Another quality measure that assesses potentially preventable readmissions within 30 days of IRF discharge may cause confusion with the quality reporting program’s existing measure on avoidable readmissions, the letter explained.

“The AHA is concerned by the overlap of the proposed post-discharge PPR [potentially preventable readmissions] measure with the existing IRF QRP [Quality Reporting Program] all-cause readmission measure,” wrote the AHA. “We believe using two distinct readmission measures – with results that are likely to differ – will make it confusing for IRFs to track and improve their performance. We urge the agency to implement a single readmission measure in the IRF QRP.”

In a letter to CMS regarding proposed changes to the SNF prospective payment system, the AHA suggested that CMS implement the Medicare Payment Advisory Commission’s recommendations. The changes included reimbursing SNFs based on patient clinical characteristics rather than therapy utilization, develop a per-stay and high-cost outlier policy, and create a separate payment for non-therapy ancillary services.

These suggestions would support increases in treating medically complex patients rather than higher-margin rehabilitation patients, especially in hospital-based SNFs that care for a different population than freestanding facilities.

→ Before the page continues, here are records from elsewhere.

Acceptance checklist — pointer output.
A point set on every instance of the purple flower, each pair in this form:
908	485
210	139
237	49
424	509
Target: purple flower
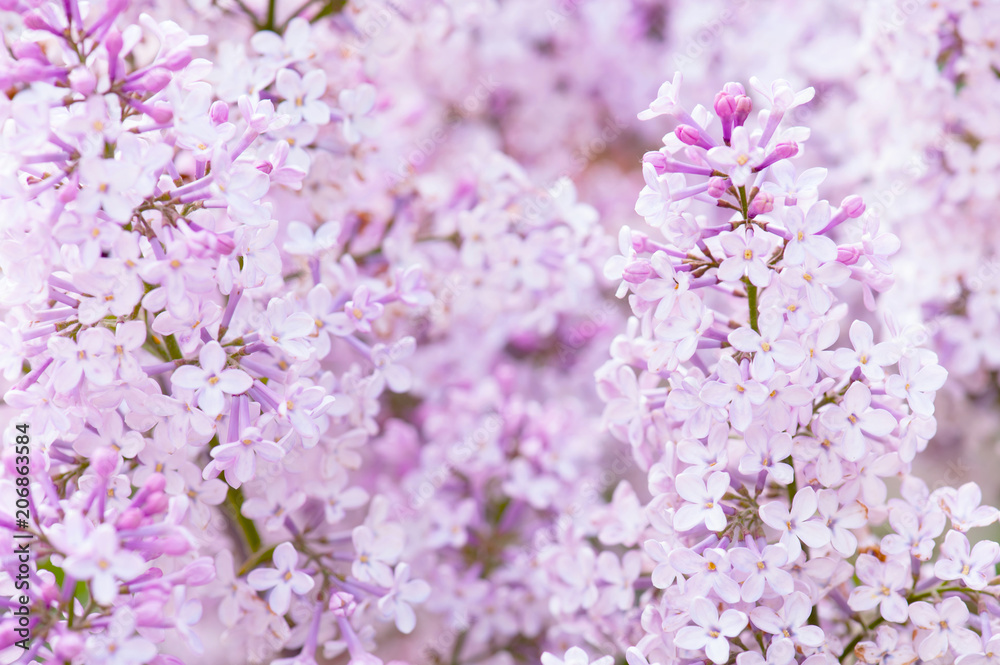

Like the proposed IRF system changes, CMS is also adding three new quality measures to the 2018 SNF quality reporting program, including Medicare spending per beneficiary, discharge to community, and potentially preventable admissions.

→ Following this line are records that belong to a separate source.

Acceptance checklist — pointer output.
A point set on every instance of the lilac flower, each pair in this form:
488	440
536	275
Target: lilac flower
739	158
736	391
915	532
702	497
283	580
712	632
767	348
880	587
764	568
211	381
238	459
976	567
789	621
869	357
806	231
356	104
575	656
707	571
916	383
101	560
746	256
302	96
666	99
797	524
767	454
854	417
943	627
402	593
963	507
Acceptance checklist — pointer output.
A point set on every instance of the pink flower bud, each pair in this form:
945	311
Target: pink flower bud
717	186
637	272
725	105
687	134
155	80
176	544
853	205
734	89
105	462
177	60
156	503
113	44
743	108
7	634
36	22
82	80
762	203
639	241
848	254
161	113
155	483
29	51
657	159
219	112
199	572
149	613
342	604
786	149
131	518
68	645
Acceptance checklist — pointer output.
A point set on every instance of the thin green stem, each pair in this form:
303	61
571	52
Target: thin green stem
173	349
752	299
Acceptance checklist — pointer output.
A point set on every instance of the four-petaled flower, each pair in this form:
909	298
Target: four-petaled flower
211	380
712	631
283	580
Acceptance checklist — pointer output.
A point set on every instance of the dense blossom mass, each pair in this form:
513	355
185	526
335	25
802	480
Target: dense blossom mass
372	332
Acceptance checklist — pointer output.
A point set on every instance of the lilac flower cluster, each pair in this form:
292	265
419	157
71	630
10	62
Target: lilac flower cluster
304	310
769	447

The AHA has called on CMS to modify these quality measures, such as including patient functional status as part of the “Medicare spending per beneficiary” measure, reassessing the accuracy of patient discharge status codes, and developing a list of potentially preventable readmissions that is certified and tested by clinical experts.

Included in both letters to CMS, the AHA pinpointed several issues with measuring care quality that would affect the general post-acute care community and their respective Medicare prospective payment systems.

The AHA has urged CMS to include socioeconomic factors in evaluations of quality measures, making appropriate adjustments when necessary. According to research from the National Academy of Medicine earlier this year, social risk factors are linked to patient outcomes of Medicare beneficiaries, especially affecting readmissions and patient experience.

“Indeed, measures that fail to adjust for sociodemographic factors when there is a conceptual and empirical relationship between those factors and the measure outcome lack credibility, unfairly portray the performance of providers caring for more complex and challenging patient populations, and may serve to exacerbate healthcare disparities,” the letter explained.

In addition to socioeconomic determinants, the AHA has called on CMS to perform “dry runs” of the quality reporting programs for both IRFs and SNFs and make the programs more transparent.

“CMS has used dry runs in the past – including in its post-acute care quality reporting programs – for new measures so that providers can become familiar with the methodology, understand the measure results, know how well they are performing, and have an opportunity to give CMS feedback on potential technical issues with the measures,” wrote the AHA.

In light of new quality measures, CMS should also publish more information about measure testing before implementation, stated the letter. The agency may consider field testing new measures with providers.

“Given that the measures will be publicly reported, it is imperative that they provide an accurate portrayal of provider performance,” the letter state. “For this reason, CMS must ensure that each measure is fully tested, and that the results of that testing are fully transparent so that all stakeholders have an opportunity to suggest meaningful improvements to the measure.”

While CMS has asked the healthcare community to comment on its proposed rules for IRF and SNF prospective payment systems, the new Medicare programs are scheduled to launch in 2017.